In 2018, it really doesn't matter if you're talking about the east coast or west coast, these days they have the same bad rap (no pun intended). Sure, the coastal cities are where you can score a job that pays good bread, but by now you've probably heard most of the loaf goes toward rent, and the rest to $15 cocktails after work, with barely enough left over for a loaf of actual bread (at least $6.50 if we're talking organic whole grain). At WalletWyse, we make a point to challenge assumptions, so for these Wyse Awards we considered the coolest North American coastal cities where a typical paycheck stretches at least 20% further than our a typical paycheck for the same job in our benchmark, New York City.

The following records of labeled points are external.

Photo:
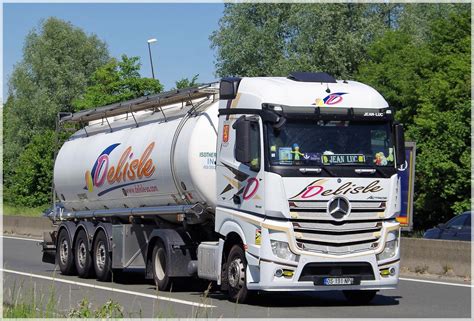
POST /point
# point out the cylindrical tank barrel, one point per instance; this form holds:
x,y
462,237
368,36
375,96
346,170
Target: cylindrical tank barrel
x,y
158,163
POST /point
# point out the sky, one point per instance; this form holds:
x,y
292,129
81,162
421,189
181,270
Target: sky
x,y
182,30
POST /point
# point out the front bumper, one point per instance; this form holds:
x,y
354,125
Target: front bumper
x,y
269,281
264,268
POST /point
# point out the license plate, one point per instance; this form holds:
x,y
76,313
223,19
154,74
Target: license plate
x,y
338,281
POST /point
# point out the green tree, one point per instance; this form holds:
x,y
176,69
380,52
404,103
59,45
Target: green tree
x,y
32,177
58,60
117,81
427,78
186,83
274,39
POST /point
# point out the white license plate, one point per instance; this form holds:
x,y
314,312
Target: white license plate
x,y
338,281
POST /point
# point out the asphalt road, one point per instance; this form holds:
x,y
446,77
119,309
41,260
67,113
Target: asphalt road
x,y
24,274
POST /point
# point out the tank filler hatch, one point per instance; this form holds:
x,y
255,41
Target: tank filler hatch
x,y
146,102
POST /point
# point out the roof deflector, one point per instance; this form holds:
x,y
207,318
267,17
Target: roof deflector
x,y
312,77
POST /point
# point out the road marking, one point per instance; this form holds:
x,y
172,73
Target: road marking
x,y
100,287
20,238
436,282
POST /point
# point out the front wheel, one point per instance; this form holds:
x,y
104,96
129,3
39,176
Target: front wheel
x,y
236,267
360,296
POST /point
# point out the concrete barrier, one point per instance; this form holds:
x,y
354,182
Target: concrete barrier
x,y
442,257
23,225
452,258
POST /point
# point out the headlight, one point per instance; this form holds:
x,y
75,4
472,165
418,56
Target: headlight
x,y
391,247
282,250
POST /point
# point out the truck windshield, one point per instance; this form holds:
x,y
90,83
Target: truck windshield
x,y
335,143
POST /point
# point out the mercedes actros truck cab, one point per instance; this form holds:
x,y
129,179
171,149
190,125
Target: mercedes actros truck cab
x,y
256,183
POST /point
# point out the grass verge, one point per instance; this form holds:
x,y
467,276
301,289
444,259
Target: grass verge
x,y
23,210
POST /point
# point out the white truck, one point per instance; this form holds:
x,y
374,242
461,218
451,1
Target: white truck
x,y
258,184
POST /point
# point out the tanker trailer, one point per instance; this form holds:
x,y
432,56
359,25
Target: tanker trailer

In order to qualify for this Wyse Award, a resident on a typical city salary has to be able to purchase at least 20% more in housing, restaurants, groceries & general goods, averaged, than if she or he had the same job in New York. (>120% Comparative Purchasing Power, or "CPP"). This means someone working as a firefighter in DC is able to stretch her paycheck 20% further than a NYC firefighter can, regardless of how much they both get paid, on average.
NYC itself isn't officially a contender for these awards, but if we're going to use it as our benchmark then we have to at least mention this quintessential coastal metropolis, and if the Manhattan skyline isn't worth paying an extra 20% of your paycheck for, then I don't know what is.
Quebec City, the capital of the eponymous Canadian province, isn't quite coastal (and at 118%, comparative purchasing power comes in just shy of our 120% requirement). Still, it's remarkably cheaper than New York in two categories that count: rent, and restaurants. While moving to Ville de Québec may not guarantee you a six-figure job straight out of school, you should be able to earn enough to live and have enough left over for une bouchée de pain (a mouthful of bread). Can you say joie de vivre?
While DC and its congressionally-represented extension Northern Virginia (NOVA) are not literally seaside, when people say "the East Coast" there's a very good chance this is the region they are referring to. While the DC area isn't cheap, especially on an intern's salary (and everyone is an intern here at some point), once you get that congressional staffer job, your income is actually going to stretch about 21% further than it would in New York, particularly when it comes to rent and cultural attractions. Factoring in free monuments, museums and cherry blossoms, you might even achieve that most elusive of DC phenomena: a budget surplus.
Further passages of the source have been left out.